I trained as a family medicine physician and obtained my MD from UCLA Medical School. There, the mentality has been to intervene to fix a specific medical problem.
However, with more years under my belt, I can do more good by supporting my clients and patients instead of offering a fix.
Looking for a Fix
Some clients seek to have their problems solved for them; they hope to be fixed. But this can diminish their autonomy and lead to downstream problems.
Feeling so frustrated and drained is expected that you want someone to take over your care and solve your health problems.
Perhaps you’ve tried all sorts of diets and pills and interventions. Now, you are ready to give up because there seems to be no viable solution available.
Supporting my Heart Health Clients on Their Health Journey
Empowering my clients means spending long sessions side by side. It requires that they and I understand the exact problem before looking for solutions.
Is the chronic swelling in the legs the problem, or is the underlying fear of heart failure that hasn’t been addressed?
When we support someone, we tell them they aren’t alone. We offer our expertise and resources to them and guide them on their journey.
Quick Fixes are Possible
A client of mine took a beta blocker medication for his hypertension which caused him major dizziness and weakness. He didn’t know this was the side effect of the medication and assumed it was the high blood pressure.
We sat down and discussed the symptoms and reviewed his medications.
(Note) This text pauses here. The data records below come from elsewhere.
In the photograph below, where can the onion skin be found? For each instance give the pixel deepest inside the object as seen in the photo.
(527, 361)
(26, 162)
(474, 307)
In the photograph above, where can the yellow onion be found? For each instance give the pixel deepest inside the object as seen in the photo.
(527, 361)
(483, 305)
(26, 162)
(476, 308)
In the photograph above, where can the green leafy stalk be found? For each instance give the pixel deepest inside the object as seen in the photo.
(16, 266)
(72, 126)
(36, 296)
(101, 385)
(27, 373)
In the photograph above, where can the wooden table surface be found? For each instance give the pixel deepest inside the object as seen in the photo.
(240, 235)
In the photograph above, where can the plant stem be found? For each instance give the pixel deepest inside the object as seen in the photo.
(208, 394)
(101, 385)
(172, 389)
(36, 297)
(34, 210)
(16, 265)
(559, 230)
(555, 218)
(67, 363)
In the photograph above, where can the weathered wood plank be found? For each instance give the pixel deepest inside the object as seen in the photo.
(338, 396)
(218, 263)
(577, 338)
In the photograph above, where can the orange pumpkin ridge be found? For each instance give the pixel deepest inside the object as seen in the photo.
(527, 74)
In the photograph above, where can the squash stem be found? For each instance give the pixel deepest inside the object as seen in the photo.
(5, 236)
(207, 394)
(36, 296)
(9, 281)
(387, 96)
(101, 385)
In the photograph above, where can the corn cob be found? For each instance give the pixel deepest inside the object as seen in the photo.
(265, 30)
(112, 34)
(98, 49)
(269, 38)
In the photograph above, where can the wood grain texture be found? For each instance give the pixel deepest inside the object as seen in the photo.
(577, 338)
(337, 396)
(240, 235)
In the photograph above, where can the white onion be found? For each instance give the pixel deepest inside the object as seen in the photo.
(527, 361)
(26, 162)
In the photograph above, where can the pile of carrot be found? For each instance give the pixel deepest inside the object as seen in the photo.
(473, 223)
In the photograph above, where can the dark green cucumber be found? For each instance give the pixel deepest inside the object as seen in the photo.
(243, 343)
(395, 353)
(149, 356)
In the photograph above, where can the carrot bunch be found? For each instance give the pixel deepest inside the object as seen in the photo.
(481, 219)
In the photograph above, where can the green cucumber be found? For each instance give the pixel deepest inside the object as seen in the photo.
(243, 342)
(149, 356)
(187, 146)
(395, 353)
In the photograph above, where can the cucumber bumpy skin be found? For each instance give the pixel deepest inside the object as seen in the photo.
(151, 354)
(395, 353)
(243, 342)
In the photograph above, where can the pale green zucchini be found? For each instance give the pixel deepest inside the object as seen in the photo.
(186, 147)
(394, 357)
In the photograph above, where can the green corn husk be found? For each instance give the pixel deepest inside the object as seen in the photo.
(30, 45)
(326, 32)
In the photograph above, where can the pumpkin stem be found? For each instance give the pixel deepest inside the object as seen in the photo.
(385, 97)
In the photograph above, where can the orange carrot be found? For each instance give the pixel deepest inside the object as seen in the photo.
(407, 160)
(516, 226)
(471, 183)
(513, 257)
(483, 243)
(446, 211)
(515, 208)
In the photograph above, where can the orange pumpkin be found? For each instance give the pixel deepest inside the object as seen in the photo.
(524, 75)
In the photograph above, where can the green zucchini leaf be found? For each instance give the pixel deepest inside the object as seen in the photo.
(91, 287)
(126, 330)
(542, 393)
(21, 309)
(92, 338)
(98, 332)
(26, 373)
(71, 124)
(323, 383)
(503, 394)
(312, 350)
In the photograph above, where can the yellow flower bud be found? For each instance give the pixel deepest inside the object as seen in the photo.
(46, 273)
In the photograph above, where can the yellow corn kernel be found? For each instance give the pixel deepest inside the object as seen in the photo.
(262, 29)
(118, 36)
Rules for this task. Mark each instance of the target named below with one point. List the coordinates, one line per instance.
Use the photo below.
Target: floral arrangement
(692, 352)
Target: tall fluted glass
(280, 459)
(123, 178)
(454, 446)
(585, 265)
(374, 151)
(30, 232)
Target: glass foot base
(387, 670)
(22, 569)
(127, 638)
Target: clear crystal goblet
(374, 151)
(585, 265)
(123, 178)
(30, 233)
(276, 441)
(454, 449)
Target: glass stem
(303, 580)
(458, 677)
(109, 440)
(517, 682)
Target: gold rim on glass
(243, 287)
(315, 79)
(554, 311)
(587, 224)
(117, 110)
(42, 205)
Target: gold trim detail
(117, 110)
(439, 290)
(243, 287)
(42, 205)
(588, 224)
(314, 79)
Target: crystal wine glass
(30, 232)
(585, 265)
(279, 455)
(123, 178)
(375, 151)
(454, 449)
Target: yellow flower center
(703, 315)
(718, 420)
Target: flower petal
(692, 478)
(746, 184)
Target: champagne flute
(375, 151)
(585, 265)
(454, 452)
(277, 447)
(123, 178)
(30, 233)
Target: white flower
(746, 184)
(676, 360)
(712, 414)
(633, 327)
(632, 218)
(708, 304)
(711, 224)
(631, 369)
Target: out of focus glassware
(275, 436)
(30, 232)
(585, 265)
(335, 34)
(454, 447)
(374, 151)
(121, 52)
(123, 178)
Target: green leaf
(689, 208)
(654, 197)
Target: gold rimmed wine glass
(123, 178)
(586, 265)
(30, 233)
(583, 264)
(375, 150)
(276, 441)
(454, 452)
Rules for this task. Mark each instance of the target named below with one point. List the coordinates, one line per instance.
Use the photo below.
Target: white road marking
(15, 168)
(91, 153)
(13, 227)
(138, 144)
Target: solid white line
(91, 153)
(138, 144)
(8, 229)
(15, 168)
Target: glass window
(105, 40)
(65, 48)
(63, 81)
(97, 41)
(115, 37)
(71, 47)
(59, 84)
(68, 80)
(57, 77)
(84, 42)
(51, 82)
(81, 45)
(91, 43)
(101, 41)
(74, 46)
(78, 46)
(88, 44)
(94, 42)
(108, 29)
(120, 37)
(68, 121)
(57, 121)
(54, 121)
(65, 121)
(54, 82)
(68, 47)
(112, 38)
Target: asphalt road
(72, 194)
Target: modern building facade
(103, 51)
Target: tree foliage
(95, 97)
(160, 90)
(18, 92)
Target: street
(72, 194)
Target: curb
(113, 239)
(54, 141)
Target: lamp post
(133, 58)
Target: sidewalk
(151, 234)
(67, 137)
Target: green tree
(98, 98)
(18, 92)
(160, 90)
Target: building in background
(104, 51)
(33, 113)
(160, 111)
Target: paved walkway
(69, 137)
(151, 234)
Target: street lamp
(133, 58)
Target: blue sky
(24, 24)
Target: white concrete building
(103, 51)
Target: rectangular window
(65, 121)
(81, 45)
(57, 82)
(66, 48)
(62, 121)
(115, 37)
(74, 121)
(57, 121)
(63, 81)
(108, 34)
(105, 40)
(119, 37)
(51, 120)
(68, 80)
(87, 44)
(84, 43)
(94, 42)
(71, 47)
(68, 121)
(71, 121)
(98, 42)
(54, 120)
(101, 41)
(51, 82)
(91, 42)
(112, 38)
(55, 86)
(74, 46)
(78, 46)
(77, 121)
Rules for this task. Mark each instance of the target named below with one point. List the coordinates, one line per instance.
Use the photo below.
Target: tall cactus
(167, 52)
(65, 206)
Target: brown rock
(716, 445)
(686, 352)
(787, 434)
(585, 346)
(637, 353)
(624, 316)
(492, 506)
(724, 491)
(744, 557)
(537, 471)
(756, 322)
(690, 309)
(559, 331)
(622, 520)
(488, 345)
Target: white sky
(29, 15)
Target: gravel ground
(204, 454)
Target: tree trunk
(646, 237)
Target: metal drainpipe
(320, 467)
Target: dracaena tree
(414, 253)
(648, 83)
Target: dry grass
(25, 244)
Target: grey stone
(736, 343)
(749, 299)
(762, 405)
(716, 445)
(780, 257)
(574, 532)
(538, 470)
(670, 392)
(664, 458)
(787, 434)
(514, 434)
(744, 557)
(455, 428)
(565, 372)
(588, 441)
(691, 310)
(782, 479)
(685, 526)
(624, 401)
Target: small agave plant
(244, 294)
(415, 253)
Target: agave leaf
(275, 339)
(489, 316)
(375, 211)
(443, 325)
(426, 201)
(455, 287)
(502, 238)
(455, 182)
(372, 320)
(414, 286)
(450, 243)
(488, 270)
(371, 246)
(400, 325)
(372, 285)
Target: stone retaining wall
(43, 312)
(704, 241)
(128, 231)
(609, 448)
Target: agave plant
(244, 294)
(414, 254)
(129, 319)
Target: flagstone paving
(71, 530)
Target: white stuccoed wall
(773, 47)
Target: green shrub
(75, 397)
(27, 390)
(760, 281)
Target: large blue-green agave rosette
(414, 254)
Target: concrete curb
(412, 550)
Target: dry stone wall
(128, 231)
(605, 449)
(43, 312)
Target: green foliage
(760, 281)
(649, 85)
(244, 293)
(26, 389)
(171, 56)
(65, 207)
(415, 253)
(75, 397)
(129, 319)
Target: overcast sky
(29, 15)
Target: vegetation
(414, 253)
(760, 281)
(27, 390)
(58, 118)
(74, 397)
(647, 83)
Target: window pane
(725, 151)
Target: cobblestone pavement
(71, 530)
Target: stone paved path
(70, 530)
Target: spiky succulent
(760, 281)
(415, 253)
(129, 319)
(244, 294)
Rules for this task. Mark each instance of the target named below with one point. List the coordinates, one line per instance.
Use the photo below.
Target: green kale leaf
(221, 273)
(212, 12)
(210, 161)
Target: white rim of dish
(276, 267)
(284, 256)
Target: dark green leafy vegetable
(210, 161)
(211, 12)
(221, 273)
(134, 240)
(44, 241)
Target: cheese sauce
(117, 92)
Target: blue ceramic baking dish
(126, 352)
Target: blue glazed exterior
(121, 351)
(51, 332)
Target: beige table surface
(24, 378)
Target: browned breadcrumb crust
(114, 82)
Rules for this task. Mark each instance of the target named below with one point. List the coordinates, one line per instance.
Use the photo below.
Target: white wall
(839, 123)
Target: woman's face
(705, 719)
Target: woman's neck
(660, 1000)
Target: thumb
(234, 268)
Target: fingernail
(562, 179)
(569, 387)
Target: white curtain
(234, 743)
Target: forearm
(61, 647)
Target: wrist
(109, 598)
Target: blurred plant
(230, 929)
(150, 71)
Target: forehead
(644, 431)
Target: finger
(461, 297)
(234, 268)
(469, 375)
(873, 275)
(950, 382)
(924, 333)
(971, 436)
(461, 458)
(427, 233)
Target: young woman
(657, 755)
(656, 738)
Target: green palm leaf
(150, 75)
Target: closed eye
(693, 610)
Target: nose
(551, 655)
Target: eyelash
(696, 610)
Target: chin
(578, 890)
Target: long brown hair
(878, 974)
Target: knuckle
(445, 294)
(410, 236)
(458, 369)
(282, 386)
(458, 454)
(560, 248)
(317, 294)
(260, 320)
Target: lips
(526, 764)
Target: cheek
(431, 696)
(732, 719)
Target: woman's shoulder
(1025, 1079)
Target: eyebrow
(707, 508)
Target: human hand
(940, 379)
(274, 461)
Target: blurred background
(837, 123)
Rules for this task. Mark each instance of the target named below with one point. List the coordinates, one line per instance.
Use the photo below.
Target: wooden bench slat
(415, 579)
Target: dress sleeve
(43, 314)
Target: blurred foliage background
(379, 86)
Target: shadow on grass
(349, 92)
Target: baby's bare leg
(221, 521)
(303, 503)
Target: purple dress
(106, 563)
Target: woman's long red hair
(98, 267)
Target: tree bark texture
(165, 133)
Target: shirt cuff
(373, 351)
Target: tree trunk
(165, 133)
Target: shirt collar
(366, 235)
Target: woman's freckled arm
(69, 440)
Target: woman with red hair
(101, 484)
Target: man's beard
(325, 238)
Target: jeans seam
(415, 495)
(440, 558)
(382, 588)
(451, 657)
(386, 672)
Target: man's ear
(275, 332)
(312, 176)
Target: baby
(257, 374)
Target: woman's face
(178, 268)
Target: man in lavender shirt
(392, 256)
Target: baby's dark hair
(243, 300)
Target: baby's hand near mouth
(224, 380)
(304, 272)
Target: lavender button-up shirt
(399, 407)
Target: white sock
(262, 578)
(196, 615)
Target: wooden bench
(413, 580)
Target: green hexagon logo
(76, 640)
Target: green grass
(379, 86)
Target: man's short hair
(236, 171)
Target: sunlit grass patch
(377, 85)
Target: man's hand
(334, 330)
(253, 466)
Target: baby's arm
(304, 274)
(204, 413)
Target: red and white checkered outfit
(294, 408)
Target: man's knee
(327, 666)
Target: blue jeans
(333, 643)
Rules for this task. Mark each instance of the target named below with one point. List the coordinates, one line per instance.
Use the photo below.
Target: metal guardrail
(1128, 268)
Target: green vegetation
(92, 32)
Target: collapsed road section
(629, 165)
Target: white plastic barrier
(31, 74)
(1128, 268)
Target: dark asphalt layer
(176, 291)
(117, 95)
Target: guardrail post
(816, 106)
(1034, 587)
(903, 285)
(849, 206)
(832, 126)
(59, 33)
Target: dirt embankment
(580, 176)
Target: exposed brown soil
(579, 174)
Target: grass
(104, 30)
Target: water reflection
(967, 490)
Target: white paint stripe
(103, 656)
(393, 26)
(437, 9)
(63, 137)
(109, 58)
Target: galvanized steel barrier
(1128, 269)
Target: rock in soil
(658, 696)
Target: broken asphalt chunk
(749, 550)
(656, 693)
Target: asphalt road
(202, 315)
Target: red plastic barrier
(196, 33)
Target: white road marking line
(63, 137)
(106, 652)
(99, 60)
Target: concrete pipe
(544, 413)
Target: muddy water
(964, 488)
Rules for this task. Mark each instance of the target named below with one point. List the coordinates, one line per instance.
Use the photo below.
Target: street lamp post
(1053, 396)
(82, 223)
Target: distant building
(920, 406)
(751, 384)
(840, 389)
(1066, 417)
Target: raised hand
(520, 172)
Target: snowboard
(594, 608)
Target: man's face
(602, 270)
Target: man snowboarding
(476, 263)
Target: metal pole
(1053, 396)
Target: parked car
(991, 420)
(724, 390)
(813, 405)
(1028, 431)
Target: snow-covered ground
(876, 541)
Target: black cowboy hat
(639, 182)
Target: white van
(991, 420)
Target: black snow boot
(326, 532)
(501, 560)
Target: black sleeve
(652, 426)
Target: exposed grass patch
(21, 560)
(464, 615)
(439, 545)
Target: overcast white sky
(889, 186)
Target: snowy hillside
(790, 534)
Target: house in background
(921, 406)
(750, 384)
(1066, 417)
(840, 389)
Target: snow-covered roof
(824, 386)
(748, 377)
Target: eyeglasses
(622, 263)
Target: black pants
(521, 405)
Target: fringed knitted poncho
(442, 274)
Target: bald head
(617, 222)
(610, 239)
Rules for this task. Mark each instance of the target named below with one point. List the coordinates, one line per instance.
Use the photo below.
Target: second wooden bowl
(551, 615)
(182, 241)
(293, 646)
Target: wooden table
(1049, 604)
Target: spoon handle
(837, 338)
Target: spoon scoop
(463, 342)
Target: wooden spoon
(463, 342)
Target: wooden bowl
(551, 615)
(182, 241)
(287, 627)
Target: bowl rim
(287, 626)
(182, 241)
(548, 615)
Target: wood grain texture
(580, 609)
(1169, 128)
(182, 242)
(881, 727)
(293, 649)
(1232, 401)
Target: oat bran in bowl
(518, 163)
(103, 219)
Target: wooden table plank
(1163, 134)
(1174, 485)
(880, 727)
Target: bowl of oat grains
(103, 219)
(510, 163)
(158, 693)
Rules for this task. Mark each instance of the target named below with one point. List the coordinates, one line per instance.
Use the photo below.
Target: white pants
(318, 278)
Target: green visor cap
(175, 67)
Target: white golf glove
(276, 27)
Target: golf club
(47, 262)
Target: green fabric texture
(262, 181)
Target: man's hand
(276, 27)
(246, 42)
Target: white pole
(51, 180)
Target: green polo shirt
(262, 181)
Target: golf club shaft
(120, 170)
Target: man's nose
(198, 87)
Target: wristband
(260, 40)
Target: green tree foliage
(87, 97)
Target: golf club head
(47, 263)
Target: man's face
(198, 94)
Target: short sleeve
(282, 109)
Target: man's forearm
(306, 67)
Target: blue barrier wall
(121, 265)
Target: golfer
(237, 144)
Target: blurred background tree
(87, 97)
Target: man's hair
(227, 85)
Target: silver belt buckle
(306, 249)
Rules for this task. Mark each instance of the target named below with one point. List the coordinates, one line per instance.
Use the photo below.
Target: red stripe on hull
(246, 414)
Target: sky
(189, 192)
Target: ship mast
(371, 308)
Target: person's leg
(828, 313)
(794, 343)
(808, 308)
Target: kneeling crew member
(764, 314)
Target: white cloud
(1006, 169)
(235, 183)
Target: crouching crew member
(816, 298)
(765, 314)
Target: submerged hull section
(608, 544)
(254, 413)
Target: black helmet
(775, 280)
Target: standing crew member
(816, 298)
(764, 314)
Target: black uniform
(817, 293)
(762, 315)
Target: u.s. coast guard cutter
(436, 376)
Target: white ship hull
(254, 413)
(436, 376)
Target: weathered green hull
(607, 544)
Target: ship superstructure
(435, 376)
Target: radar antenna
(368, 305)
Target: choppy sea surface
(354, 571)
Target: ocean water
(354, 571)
He felt armed enough with the knowledge to bring up the medication side effects with his PCP, who changed it to an ACE-I medication.
The symptoms disappeared. Easy fix, right?
In some ways, it was an easy fix. But if we didn’t spend the time to talk about how beta-blockers work and what common side effects they have, it’s entirely possible he would have bounced from one medication to the next, never feeling like he had some control over his medical condition.
Western medicine can sometimes seem adversarial because physicians feel pressured to fix a clinical problem as soon as possible.
We fear a terrible outcome for our patients, so we take over the wheel. In the long run, this turns out to be an unhealthy patient-doctor relationship.
The intention is often good, but this has resulted in a healthcare system where the physician practices defensive medicine and the patient feels ignored.
Fostering patient autonomy starts with patient education. This empowers the individual and leads to better long-term relationships and health outcomes.